When our kids were younger, Himself and I learned over time that the phrase “as a family” should be banished from our planning vocabulary. When we talked of going out for ice cream “as a family” or playing a board game by the fire “as a family” – that very phrase infused a subtle but powerful pressure into the activity. We were no longer only eating ice cream or playing Monopoly; if it had been designated an “As a Family” activity, there was this unspoken presumption about how much we were supposed to be bonding and enjoying each other’s company. Our kids, of course, didn’t get the memo, and carried on as usual: sometimes enjoying themselves, sometimes being miserable. I think they may have felt the pressure, because often when the expectations were high, there were more meltdowns, more parental snapping at them and/or at each other…it wasn’t pretty. This pressure was even worse when we had saved up for the big vacation: how dare anyone be in a bad mood when we were hemorrhaging roughly $100 an hour so that we could have The Time of Our Lives?
Expectations are powerful, and they are, in fact, just thoughts; stories we are telling ourselves. These stories have the power to enrich or to poison any experience. What is the story you’re telling yourself about how things should be as you anticipate the coming day, weekend, or season? Are there places where your expectations are amplifying pressure, and how might you loosen that valve?

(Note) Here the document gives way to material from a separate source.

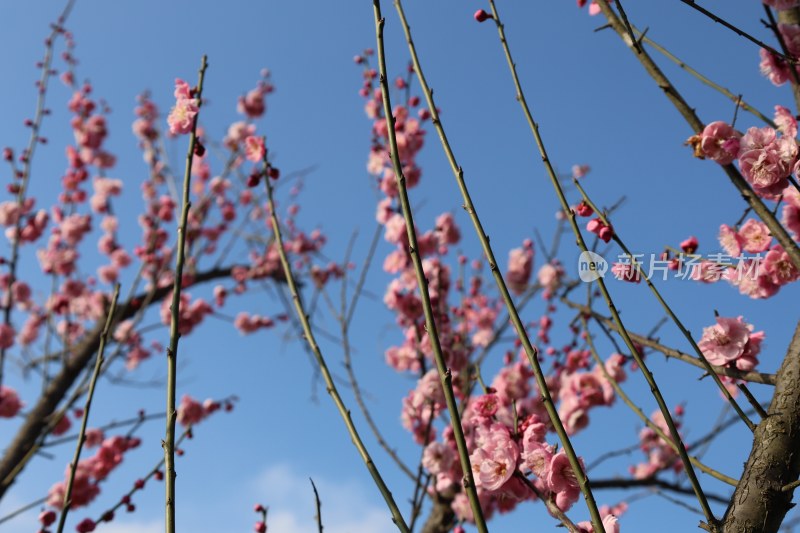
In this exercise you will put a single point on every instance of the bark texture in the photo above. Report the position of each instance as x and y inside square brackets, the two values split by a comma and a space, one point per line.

As you plan and look forward to this summer’s events – the holiday gatherings or the family vacations or even just a typical workday — the tool I offer you is this: Let your expectations be gentle. Gentle expectations are not low expectations. This is not, “Let me predict the ways this could end up being a disaster.” That thinking sends our brain into primitive, protective mode, hunting for evidence.
Gentle expectations are held loosely. Gentle expectations allow for the mixture of positive and negative emotions in any situation. Paradoxically, when we allow for the negative, we are more open to the positive when it comes around. When we are preoccupied by a narrative about how things should be, we miss out on what is.

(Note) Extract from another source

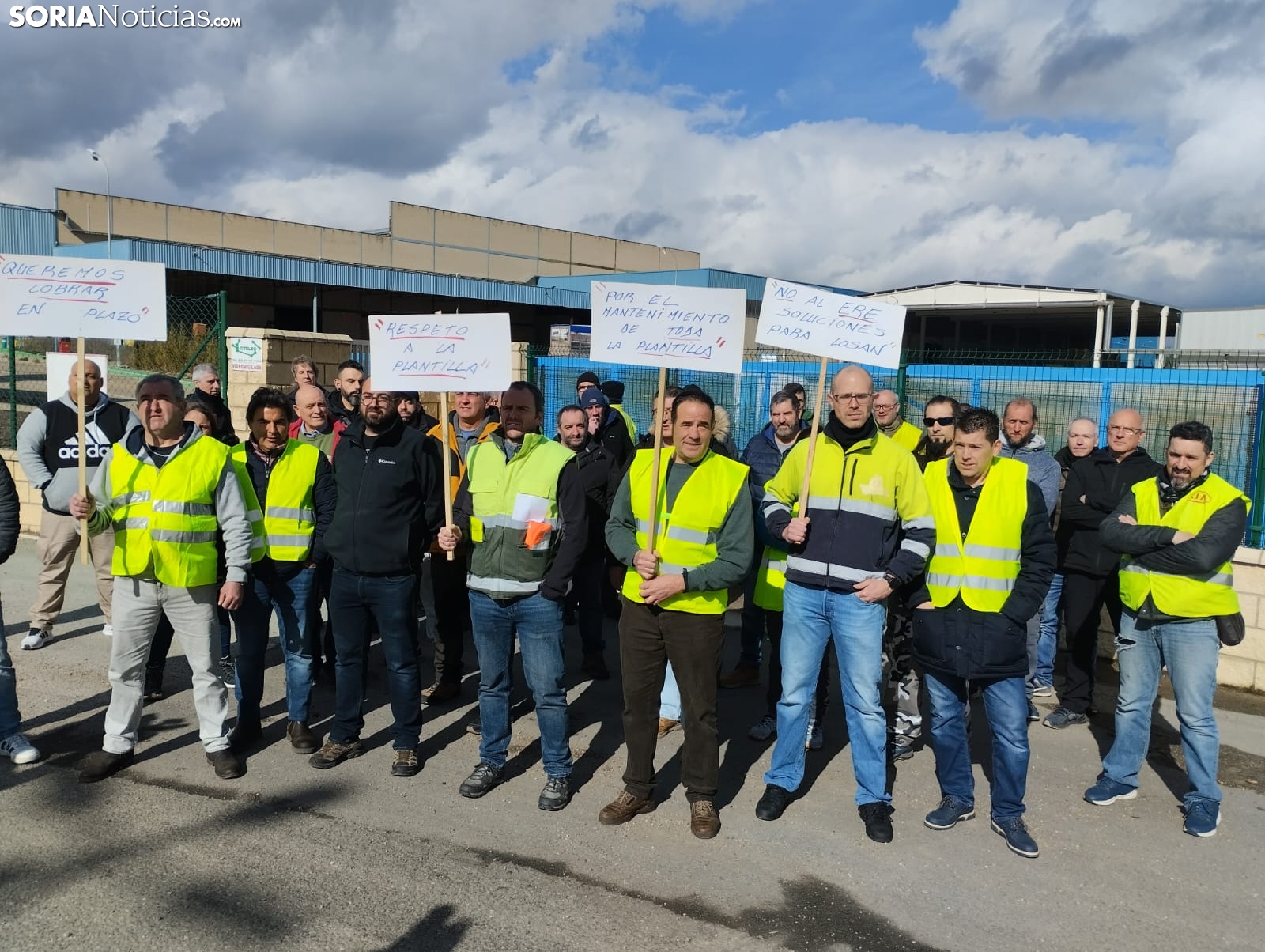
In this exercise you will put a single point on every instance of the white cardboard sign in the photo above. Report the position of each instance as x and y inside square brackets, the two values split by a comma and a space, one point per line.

Gentle expectations allow things to be what they are and the people you love to be who they are – because they will. Your two-year-old will be a two-year-old. The weather will be less than cooperative. That lunch at the restaurant you read about may not end up being the best you ever had. Much of your experience will not, in fact, resemble what’s documented in your friends’ Facebook and Instagram posts. You’ll get tired, angry, hungry, ill-tempered…in short, you’ll be human, even if you happen to be in a place that advertised itself as Paradise.
Let yourself be human anyway. Meet all of it – your own humanness and that of others, and the unpredictable messiness of this human experience – with openness, compassion, flexibility. No matter what we plan and anticipate, so much of this life is out of our control. Our expectations are in fact a tool that we can control, that we can calibrate. Let your gentle expectations be a kind of raft that allows you to ride the waves of whatever life brings.